4. What is it like to come home for breaks?
Michael has not yet been home for a break, but Julie has. She said that lots of things moved on without her and when she came back, her home country was different. Just has Julie’s home culture changed, so did she. And as her outlook and maturity had changed, the world she knew had not experienced that with her. Saying goodbye to her friends and family all over again was also very hard. Michael and the rest of his family will be back in the states in August of next year to meet with their supporting churches.
Another thing I found interesting that was not on the list of questions was a pet peeve of Michael’s. As we talked about in class, Michael lives in a mission field where many short term missionaries have made it difficult by their “throw money at it” solution. He knows of one church planted by some Korean missionaries, where if the locals show up every week each one is given a dollar on the way out the door. In a “yes” culture, like we talked about a few weeks ago, this has proved to be extremely damaging to Michael’s work of correctly preaching the Gospel.
He also expressed the difficulties of preaching the Gospel in a culture where absolutely everything about their understanding of God is different. He explained that when he shares the Gospel he has to use the chronological method of teaching, just like I heard about at the Missions Conference.
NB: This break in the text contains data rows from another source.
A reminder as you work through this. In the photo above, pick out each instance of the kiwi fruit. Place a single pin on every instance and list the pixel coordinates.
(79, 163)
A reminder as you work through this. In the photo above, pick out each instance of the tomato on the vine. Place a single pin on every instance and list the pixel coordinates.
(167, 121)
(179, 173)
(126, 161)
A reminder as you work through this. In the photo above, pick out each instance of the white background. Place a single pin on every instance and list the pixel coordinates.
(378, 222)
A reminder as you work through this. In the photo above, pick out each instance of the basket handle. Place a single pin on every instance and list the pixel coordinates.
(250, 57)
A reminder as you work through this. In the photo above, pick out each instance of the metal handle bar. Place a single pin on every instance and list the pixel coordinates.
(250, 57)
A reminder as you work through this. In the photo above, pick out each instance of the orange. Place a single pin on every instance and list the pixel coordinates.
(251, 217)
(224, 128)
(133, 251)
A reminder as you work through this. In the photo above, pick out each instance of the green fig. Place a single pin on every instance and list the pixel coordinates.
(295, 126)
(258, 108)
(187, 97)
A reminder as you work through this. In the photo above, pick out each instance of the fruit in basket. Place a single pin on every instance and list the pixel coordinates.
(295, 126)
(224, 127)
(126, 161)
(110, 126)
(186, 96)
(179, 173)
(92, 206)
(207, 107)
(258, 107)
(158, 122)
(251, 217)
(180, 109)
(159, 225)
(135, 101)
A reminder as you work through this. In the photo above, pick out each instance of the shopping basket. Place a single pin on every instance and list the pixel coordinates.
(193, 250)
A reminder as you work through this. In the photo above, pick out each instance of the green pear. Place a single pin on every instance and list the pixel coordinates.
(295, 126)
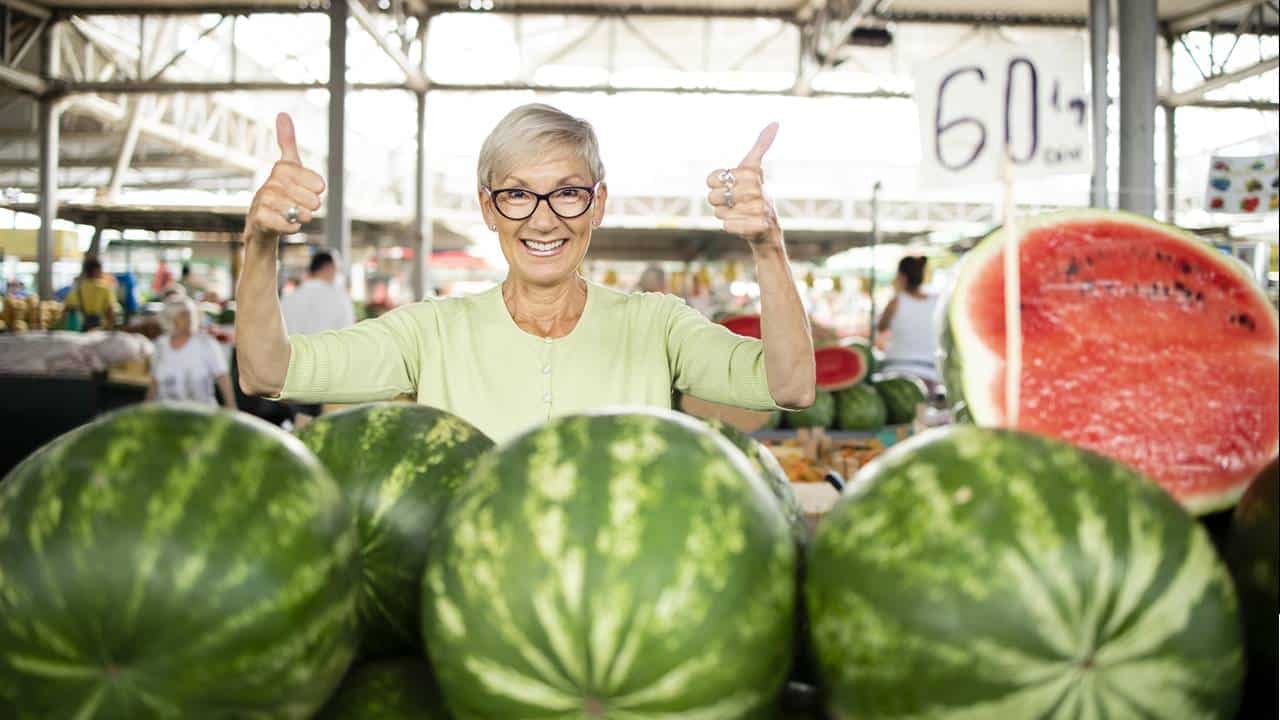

He said that beginning in Genesis was extremely important because it begins with what people’s idea of God is and builds from there, so that when he offers the Gospel of Jesus Christ as the salvation of their sins the Cambodians fully understand what they are accepting.
I greatly enjoyed interviewing my brother Michael because it confirmed many things we had spoken about in class and this time when I talked to him I had a better understanding of some of the missionary jargon he uses. I feel like this interview brought me closer to the brother I have never known as well as I would like to. I really appreciated his perspective because he is currently on the field living out the challenges we learn about in class in his day-to-day life. This was a wonderful opportunity and I look forward to speaking to more missionaries in the future.